Ambulance Company Agrees to Pay More than $21 Million to Settle Unlawful Kickback Allegations
We have never ever seen the government’s crackdown on fraud and abuses in the healthcare system involve ambulance companies. Unfortunately, there is a first time for everything as last week the Justice Department announced that several ambulance industry defendants have agreed to pay more than $21 million to settle False Claims Act allegations involving violations of the Anti-Kickback Statute. These companies are alleged to have submitted false claims to Medicare and Medicaid. The Anti-Kickback Statute (2 U.S.C. § 1320a-7b) prohibits offering, paying, soliciting or receiving remuneration to induce referrals for services provided by federally funded programs such as Medicaid, Medicare or TRICARE. The statute’s intent is to ensure that the judgment of medical providers is not unduly influence by financial incentives and is based solely on medical need.

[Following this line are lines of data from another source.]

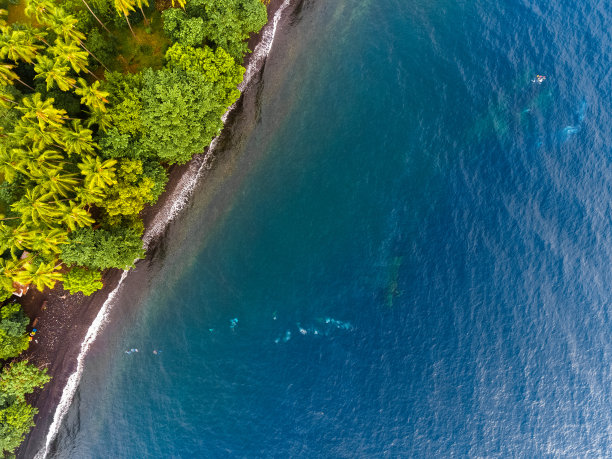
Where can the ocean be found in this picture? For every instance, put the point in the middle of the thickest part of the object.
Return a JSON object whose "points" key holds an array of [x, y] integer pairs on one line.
{"points": [[403, 250]]}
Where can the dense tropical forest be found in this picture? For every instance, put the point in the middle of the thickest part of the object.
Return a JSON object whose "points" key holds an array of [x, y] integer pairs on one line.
{"points": [[98, 99]]}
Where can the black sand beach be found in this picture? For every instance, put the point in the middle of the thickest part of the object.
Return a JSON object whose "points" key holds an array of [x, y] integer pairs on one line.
{"points": [[64, 320]]}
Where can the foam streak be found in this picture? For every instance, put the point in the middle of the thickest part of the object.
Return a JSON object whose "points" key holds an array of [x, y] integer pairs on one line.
{"points": [[172, 208]]}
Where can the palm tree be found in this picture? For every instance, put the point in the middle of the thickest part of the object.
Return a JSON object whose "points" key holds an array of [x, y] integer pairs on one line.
{"points": [[125, 6], [97, 116], [42, 162], [43, 275], [60, 184], [75, 216], [37, 206], [90, 196], [6, 99], [9, 269], [25, 131], [139, 3], [76, 140], [53, 71], [92, 95], [47, 242], [7, 75], [41, 111], [98, 173], [11, 162], [65, 25], [13, 239], [41, 9], [18, 45], [71, 54], [97, 19]]}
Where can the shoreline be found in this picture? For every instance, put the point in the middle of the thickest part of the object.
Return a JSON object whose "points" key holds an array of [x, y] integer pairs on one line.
{"points": [[70, 323]]}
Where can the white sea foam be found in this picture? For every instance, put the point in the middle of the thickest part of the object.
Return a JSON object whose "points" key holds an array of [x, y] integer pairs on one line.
{"points": [[190, 178], [173, 206]]}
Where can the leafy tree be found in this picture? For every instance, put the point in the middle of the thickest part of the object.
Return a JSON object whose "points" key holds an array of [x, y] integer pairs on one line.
{"points": [[19, 379], [53, 71], [180, 27], [217, 67], [98, 173], [229, 23], [41, 275], [82, 280], [92, 96], [118, 247], [132, 191], [13, 336], [16, 416], [126, 106], [16, 420], [181, 114]]}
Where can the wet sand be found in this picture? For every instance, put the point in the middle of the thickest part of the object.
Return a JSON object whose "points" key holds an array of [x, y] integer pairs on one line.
{"points": [[64, 321]]}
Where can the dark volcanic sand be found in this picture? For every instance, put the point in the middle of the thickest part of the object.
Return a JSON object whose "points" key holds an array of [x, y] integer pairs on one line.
{"points": [[63, 324]]}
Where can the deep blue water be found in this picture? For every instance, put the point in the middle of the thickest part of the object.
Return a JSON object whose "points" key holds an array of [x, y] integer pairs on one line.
{"points": [[405, 176]]}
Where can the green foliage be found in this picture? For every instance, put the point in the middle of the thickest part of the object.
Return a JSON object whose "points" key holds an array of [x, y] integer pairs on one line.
{"points": [[158, 175], [17, 416], [83, 280], [126, 108], [118, 247], [216, 67], [132, 192], [229, 23], [13, 336], [102, 46], [189, 31], [19, 379], [181, 113]]}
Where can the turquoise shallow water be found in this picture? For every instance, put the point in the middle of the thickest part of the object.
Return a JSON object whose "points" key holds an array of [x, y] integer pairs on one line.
{"points": [[415, 240]]}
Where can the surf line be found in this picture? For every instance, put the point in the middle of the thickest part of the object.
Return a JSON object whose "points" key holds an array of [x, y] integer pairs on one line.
{"points": [[191, 177], [170, 211]]}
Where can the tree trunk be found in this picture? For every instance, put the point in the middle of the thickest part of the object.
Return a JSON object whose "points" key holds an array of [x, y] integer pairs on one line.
{"points": [[143, 15], [129, 25], [93, 55], [25, 84], [97, 19]]}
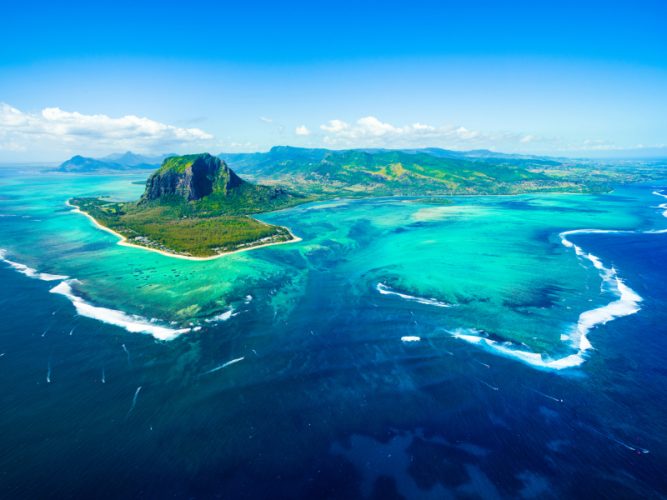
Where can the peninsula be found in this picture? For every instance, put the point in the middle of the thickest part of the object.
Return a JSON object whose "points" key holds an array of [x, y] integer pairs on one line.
{"points": [[194, 207]]}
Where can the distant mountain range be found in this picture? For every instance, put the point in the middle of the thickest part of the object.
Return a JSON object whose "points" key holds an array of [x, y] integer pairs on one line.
{"points": [[111, 163], [413, 172]]}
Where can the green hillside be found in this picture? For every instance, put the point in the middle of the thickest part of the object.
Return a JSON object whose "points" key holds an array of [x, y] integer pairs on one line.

The settlement came about as the result of a lawsuit that was originally filed under the qui tam or whistleblower provisions of the False Claims Act. The Act permits private parties to file suit for false claims and to share in any recover that comes about as a result of that suit. Plaintiffs in these instances often engage the services of a whistleblower law firm. Whistleblower lawyers are knowledgeable in all aspects of the False Claims At. The whistleblower in this case was Dr. Stephen Dean who alleged that several healthcare providers, including East Texas Medical Center Regional Healthcare System, Inc. and East Texas Medical Center Regional Health Services, Inc. (together, “the ETMC Defendants”), and their affiliated ambulance company, Paramedics Plus, LLC (“Paramedics Plus”), were involved in a kickback scheme with several municipal entities in the state of Texas. Dr. Dean will receive over $4.9 million as his share of the settlements.

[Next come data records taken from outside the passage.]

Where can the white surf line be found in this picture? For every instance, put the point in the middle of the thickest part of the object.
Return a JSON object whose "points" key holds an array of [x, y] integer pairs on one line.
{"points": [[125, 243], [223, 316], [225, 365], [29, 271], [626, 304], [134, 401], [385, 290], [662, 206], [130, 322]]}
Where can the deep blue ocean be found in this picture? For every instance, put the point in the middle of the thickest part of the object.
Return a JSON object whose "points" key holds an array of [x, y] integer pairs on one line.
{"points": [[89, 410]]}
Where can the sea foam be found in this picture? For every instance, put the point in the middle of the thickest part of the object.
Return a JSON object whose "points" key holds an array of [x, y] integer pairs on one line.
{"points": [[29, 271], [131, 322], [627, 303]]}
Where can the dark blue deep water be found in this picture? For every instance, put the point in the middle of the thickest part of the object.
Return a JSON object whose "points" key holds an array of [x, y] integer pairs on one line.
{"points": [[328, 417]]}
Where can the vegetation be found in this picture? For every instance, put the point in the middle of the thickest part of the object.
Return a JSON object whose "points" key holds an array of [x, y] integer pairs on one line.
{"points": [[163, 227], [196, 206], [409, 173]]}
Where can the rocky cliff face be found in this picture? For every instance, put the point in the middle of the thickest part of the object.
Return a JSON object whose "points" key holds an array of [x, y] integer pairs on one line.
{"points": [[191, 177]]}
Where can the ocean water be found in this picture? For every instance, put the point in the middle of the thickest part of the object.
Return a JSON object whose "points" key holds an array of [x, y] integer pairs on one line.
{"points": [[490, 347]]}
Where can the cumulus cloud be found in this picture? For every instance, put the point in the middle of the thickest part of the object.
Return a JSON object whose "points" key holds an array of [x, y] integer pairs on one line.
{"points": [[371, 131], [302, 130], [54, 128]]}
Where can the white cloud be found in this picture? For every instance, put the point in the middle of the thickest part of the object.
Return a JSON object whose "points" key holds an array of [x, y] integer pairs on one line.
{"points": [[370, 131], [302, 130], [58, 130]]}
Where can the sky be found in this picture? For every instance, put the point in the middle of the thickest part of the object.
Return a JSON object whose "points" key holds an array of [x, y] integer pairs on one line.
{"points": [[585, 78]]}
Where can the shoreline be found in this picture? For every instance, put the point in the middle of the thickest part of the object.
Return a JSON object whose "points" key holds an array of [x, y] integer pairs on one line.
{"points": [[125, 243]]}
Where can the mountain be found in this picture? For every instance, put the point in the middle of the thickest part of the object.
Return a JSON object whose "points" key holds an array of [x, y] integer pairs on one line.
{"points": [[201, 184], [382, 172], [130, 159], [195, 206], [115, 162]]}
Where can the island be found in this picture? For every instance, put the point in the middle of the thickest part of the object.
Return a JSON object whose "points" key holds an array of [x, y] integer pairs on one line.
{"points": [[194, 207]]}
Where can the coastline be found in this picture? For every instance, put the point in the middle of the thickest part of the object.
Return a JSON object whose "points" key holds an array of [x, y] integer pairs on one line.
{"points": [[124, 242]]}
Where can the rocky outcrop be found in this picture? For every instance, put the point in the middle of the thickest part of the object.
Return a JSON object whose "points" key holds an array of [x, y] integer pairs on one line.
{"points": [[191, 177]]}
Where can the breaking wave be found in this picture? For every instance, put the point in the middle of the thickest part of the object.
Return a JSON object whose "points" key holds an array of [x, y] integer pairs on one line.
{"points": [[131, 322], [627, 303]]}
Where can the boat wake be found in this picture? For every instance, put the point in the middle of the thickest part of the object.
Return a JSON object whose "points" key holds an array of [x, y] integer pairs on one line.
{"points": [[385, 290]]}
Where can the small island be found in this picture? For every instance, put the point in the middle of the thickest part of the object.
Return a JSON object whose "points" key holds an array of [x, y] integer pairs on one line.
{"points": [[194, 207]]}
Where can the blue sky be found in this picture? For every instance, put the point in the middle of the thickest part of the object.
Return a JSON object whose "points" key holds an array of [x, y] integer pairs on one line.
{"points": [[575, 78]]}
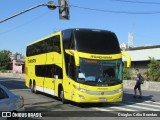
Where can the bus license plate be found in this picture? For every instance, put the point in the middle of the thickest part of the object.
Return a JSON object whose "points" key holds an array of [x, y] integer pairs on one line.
{"points": [[102, 99]]}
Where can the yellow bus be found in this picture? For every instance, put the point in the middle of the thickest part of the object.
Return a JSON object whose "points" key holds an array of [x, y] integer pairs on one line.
{"points": [[80, 65]]}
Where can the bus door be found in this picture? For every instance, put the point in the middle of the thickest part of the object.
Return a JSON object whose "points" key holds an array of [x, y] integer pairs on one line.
{"points": [[54, 62]]}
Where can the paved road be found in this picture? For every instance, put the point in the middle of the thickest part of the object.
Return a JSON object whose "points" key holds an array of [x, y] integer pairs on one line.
{"points": [[42, 102]]}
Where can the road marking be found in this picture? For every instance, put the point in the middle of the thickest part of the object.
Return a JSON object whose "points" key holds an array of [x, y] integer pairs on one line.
{"points": [[153, 102], [151, 105], [140, 107], [20, 90], [135, 107], [102, 109]]}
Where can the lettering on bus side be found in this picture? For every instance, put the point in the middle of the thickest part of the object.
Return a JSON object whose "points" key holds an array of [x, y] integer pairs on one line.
{"points": [[101, 57], [32, 61]]}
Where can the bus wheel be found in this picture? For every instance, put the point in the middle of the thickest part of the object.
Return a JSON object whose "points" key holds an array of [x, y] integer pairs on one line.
{"points": [[64, 101], [34, 87]]}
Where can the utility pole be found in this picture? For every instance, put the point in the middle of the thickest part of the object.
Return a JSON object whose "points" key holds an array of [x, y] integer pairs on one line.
{"points": [[63, 10]]}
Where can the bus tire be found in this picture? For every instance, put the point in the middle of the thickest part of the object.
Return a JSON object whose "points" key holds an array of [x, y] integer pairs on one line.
{"points": [[34, 87], [64, 101]]}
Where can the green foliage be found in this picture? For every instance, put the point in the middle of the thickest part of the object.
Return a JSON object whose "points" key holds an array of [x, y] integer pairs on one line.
{"points": [[126, 72], [153, 70], [5, 60]]}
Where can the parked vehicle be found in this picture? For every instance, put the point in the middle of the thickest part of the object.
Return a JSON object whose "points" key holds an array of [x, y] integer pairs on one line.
{"points": [[10, 102]]}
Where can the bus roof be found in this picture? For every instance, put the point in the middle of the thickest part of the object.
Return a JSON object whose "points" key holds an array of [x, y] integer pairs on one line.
{"points": [[44, 38]]}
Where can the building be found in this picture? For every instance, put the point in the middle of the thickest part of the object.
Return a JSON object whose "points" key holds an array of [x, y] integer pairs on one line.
{"points": [[18, 63], [140, 57]]}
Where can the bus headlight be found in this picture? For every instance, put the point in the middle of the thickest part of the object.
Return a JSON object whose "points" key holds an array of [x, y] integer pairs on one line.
{"points": [[118, 90], [80, 89]]}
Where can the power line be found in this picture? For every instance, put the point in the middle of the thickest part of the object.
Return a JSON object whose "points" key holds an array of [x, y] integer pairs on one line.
{"points": [[116, 12], [26, 23], [139, 2]]}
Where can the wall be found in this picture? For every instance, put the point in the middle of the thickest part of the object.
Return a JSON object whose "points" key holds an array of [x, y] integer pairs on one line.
{"points": [[152, 86]]}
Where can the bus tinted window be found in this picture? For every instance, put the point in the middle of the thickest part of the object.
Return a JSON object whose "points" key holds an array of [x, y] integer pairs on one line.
{"points": [[48, 45], [98, 42]]}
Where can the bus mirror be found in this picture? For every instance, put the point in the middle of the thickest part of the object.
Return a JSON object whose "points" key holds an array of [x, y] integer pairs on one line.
{"points": [[56, 76], [128, 59], [73, 53]]}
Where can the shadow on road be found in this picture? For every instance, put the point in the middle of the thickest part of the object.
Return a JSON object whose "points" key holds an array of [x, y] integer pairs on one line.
{"points": [[13, 83]]}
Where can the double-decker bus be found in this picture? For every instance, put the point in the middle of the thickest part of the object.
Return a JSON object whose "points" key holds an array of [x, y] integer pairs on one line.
{"points": [[80, 65]]}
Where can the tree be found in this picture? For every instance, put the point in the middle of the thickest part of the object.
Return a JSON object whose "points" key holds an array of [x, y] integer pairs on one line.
{"points": [[153, 70], [5, 60]]}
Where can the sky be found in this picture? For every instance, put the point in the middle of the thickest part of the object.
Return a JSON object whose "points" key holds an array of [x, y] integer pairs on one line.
{"points": [[142, 17]]}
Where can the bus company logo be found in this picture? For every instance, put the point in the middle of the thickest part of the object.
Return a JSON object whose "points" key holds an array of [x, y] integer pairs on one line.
{"points": [[32, 61], [101, 57], [102, 93]]}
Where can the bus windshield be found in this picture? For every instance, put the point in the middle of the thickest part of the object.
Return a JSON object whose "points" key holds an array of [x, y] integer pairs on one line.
{"points": [[96, 42], [100, 72]]}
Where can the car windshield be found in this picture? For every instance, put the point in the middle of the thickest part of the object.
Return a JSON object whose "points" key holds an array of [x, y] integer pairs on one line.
{"points": [[100, 72]]}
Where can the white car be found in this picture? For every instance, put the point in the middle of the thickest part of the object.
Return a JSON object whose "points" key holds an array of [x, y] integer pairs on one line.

Prior to this agreement, the government settled with Alameda County and Pinellas Emergency Medical Services Authority (EMSA) – two municipal entities involved in the kickback scheme. Alameda County agreed to pay the government $50,000 and Pinellas EMSA agreed to pay it $66,000 plus an additional $5,200 to the State of Florida. The United States settled with the ETMC (East Texas Medical Center Regional Healthcare System, Inc. and East Texas Medical Center Regional Health Services, Inc) defendants and Paramedics Plus for $20.69 million and with EMSA for $300,000.

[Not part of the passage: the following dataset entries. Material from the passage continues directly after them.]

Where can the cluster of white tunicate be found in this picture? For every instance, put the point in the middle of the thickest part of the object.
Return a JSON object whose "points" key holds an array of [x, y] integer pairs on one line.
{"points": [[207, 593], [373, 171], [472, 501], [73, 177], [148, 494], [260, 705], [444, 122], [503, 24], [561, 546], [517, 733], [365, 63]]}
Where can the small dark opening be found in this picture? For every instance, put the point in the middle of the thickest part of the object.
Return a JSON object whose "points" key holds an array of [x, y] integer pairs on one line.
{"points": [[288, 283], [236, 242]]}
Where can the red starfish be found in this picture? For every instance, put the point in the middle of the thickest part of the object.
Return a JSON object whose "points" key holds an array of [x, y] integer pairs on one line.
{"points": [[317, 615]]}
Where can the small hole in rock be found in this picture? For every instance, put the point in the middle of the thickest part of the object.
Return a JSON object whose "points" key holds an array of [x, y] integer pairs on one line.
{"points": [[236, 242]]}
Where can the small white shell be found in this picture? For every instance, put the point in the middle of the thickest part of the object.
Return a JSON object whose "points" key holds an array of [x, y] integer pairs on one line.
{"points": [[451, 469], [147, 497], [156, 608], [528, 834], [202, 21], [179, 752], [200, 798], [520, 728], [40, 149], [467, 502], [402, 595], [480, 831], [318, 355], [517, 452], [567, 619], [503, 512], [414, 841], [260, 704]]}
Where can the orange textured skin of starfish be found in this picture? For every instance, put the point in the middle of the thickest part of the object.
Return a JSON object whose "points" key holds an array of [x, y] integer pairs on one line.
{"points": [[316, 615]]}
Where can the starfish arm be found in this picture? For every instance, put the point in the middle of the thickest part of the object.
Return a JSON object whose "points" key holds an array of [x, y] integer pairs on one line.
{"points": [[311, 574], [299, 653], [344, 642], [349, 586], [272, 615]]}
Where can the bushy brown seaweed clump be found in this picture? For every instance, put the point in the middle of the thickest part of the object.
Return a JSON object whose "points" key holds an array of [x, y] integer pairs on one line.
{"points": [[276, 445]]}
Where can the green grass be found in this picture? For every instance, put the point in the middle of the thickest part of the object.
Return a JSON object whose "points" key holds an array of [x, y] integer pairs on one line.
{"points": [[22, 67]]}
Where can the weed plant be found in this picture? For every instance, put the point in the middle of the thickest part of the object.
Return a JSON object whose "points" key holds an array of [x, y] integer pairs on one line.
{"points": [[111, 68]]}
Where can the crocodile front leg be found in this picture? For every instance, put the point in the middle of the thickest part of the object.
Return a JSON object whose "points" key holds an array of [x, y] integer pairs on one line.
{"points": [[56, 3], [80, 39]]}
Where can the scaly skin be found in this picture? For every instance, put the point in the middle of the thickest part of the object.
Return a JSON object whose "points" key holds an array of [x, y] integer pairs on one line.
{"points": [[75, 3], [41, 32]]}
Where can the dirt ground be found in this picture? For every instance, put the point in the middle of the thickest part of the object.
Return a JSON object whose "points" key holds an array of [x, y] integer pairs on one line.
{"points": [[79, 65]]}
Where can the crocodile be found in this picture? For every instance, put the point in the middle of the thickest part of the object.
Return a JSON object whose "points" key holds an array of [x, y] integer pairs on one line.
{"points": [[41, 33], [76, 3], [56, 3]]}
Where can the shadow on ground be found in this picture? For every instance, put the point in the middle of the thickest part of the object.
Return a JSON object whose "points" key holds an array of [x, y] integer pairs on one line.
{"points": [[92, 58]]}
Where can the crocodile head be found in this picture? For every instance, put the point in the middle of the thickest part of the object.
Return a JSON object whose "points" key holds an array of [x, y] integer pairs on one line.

“Paramedics Plus paid millions of dollars in illegal inducements over the course of a number of years,” said U.S. Attorney Joseph D. Brown for the Eastern District of Texas. “Williamson allegedly received gifts and also directed Paramedics Plus to make political contributions to local Oklahoma politicians, which EMSA could not do on its own. Sophisticated health care companies do not simply give away millions of dollars to referral sources without expecting something in exchange. Quid pro quo arrangements for the referral of health care business are illegal.”